What Veterans Really Want in Their Civilian Careers
Savvy employers know that military veterans provide a rich talent pool of high-quality and diverse candidates. They understand that military job seekers possess skills, attitudes, and abilities beyond those of their civilian peers.
However, as veteran and military talent becomes more in-demand, the competition to attract and retain veteran talent is heating up. To compete effectively, employers need to ramp up their veteran hiring strategies and outreach to communicate clearly to veterans why their job opportunities are worthy of consideration. Even more important, employers need to understand what most veterans are looking for in their civilian careers.
While veterans seek many of the same things in their careers as others, there are a couple of factors that set them apart. Keep these in mind when writing job descriptions, creating recruiting initiatives, and thinking through hiring strategies to attract more veterans to your organization:
- Veterans are mission-oriented and value strong leadership. Provide these and your recruits will reward you with eagerness, focus, and dedication.
- Due to their military experience, veterans tend to focus on certain special sets of needs (listed below). Successful hiring managers and recruiters will pay careful attention to these needs as they craft their veteran hiring and retention strategies.
One way to conceptualize and easily remember this universe of needs is to focus on The Four M's: Mission, Momentum, Money, and Mentorship. Employers that consistently deliver on these four items will find success in assembling teams derived from the pool of America's finest talent.
It should come as no surprise that veteran job seekers would find immense satisfaction in joining an organization whose mission resonates with their personal values and aspirations. While some join the military for college money, adventure, or specific experiences, virtually all enlist with an inspiration that stems from some level of idealism. So, it follows that an organization that can make an authentic connection between its daily activities and a noble mission or higher purpose will attract and retain veteran talent. Companies that communicate with honesty and integrity in the execution of a worthy purpose will rise above all others.

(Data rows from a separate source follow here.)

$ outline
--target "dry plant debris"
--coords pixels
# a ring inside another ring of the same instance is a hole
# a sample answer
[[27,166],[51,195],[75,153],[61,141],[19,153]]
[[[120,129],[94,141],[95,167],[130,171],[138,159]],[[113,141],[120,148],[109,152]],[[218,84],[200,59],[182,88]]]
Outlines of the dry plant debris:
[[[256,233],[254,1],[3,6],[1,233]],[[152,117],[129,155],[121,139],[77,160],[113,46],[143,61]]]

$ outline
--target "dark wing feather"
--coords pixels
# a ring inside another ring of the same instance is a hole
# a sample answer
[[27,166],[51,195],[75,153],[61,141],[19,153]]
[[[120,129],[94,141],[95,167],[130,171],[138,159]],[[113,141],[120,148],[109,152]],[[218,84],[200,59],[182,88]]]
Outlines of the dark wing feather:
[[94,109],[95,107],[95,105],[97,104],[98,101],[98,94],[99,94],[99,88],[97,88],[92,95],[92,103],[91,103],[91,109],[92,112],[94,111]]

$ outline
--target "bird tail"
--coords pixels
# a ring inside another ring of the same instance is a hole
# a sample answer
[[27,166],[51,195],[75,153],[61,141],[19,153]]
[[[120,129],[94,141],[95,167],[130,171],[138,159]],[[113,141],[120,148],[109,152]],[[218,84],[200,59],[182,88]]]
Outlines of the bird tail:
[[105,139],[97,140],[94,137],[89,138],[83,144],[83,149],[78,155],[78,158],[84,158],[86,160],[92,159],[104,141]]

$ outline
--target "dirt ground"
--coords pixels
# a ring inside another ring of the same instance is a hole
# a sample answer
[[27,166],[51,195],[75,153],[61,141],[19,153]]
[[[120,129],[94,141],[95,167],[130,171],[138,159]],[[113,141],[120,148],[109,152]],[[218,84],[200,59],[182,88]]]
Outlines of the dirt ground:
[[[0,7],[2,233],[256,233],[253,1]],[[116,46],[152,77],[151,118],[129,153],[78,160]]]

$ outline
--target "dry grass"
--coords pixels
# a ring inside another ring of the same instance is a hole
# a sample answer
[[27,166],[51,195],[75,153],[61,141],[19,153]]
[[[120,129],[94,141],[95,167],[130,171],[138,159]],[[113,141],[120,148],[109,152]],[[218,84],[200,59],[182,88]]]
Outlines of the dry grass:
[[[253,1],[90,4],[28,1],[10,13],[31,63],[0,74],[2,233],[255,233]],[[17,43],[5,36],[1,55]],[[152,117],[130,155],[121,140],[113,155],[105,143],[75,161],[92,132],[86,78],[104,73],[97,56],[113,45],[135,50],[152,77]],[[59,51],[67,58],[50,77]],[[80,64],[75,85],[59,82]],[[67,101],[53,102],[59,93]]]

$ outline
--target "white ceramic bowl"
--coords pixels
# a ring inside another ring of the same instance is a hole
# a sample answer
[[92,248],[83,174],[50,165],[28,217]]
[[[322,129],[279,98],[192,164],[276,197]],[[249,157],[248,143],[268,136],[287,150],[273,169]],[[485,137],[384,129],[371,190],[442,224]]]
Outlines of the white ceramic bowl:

After years in uniform, no veteran wants to step backward in his or her next job. Too often, veterans fear that they have to enter the civilian world a number of notches below their current stations. Sometimes this is just a matter of perception. But, more often, it’s a result of the rigidity of the employers' career-progression ladders.
Effective employers make sure their hiring practices assign due credit for military experience -- even when the nature of the military work is not precisely that of the new role. For example, too often companies insist that a candidate have a bachelor's degree -- when what they really mean is they’re looking for someone who finishes what they start and can communicate well. Military experience helps to generate these attributes. In the armed forces, people finish what they start because they must, and good communication skills are essential when lives are at stake in urgent situations.
All employees desire and deserve to be paid fairly for their contributions and labor. The challenge with veterans comes from their lack of understanding of their true market value. In fact, the very notion of market value can seem strange to transitioning veterans who come from a world of fixed "time and grade" pay scales that place importance on seniority and rank above demonstrated competence and reliability.
Education and transparency are the keys to making sense of civilian compensation arrangements for veterans, who need help to understand the relationships among contribution, value, and pay and benefits. Employers who effectively lift the veil of secrecy regarding compensation will find that veterans appreciate the direction and clarity in an area that might otherwise baffle them.
While civilians speak of management and sometimes avoid the term "leadership," military members spend much of their service time in the study and practice of leadership. Most adhere to a simple but aspirational definition of leadership -- to accomplish the assigned mission and take care of their people. This dedication to the needs of team members can sometimes be lacking in a civilian environment solely dedicated to profit or other arbitrary operating metrics -- and that environment can seem coldly devoid of human purpose or connection to a veteran.
The ideal and expectation of military leadership is, admittedly, high. And while some commissioned and non-commissioned officers do not live up to these expectations on duty, many veterans expect some level of genuine leadership in their next civilian job. Competitive employers will take leadership development seriously and dedicate resources to cultural development.
For years, corporate recruiters have been predicting a coming "War for Talent," and now it seems to be here. Suddenly, employers are being called upon to sharpen their game if they wish to win. Since veteran talent is such a key component to an enlightened talent-acquisition strategy, any serious veteran hiring effort should pay careful and consistent attention to the "Four M's" in order to attract, hire, and retain veteran talent.